The Bible is now open in every parish church, chained to a desk, so that any one who pleases may read. The entire service is conducted in English. The roods and images have been pulled down; candles, ashes, and palms are laid aside; “the wolves are kept close” in Tower and Fleet and Marshalsea; masses, public and private, are contraband articles; the marriage of priests is freely allowed; the altar has been replaced by the table. It is still illegal to eat flesh in Lent; but this is rather with a view to encourage the fish trade than with any religious object.

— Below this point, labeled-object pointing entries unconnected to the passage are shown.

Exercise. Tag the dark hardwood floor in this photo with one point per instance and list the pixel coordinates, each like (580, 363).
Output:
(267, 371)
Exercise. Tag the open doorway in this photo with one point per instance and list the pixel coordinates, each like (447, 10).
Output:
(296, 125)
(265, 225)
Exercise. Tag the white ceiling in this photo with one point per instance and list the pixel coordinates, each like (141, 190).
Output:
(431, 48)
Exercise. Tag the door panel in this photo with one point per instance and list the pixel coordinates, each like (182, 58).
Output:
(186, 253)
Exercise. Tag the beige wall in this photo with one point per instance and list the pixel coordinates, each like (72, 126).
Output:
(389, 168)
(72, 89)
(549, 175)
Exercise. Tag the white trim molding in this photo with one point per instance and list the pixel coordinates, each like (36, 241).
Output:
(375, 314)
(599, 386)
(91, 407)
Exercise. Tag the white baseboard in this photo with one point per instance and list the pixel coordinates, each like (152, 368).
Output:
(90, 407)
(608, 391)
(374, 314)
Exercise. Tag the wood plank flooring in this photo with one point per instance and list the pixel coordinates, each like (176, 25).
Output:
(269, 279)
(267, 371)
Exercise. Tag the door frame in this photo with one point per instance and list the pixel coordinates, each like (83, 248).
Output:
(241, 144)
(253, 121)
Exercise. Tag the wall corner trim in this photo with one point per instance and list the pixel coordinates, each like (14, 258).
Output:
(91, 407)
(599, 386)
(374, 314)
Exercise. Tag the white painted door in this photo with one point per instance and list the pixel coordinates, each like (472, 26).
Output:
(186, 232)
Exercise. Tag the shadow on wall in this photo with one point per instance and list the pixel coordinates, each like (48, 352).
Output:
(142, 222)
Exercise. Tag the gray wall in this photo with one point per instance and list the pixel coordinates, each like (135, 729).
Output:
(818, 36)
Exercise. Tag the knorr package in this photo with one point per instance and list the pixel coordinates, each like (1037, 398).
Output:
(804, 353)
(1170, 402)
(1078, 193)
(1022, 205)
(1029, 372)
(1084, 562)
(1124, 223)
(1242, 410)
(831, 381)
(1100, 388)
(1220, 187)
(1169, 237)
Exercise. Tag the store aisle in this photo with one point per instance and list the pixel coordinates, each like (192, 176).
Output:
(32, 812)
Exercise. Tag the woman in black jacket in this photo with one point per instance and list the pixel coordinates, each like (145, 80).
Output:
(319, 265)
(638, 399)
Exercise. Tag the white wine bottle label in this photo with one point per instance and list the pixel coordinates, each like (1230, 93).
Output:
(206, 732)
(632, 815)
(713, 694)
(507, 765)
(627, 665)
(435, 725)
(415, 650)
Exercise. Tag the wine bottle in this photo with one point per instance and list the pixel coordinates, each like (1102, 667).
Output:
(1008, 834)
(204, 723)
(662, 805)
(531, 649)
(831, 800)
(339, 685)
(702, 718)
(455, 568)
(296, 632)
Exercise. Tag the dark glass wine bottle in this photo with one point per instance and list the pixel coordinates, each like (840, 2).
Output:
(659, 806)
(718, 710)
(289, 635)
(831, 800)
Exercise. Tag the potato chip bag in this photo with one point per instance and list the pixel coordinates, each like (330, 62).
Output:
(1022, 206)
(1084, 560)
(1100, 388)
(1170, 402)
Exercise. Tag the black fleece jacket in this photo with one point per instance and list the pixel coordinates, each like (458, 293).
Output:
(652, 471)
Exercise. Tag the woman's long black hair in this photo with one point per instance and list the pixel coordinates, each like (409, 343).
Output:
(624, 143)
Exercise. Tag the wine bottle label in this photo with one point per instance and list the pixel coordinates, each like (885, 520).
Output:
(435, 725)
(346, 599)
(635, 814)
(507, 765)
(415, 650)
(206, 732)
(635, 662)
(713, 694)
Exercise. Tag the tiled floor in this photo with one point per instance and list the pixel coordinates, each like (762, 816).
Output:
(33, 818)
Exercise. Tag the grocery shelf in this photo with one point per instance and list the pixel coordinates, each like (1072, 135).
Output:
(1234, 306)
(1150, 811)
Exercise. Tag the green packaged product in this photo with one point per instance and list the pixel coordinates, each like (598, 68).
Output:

To turn to minor matters, such as costume and customs, we find Government does not disdain to occupy itself in the regulation of the former, by making stringent sumptuary laws, and effectually securing their observance by heavy fines. The gentlemen dress in the Blue-Coat style, occasionally varying it by a short tunic-like coat instead of the long gown, and surmounting it by a low flat cap, which the nobles ornament by an ostrich feather. The ladies array themselves in long dresses, full of plaits, and often stiff as crinoline—plain for the commonalty, but heavily laden with embroidery, and deeply edged with fur, in the case of the aristocracy. Both sexes, if aspiring to fashion, puff and slash their attire in all directions. The ruff, shortly to become so fashionable, is only just creeping into notice, and as yet contents itself with very modest dimensions.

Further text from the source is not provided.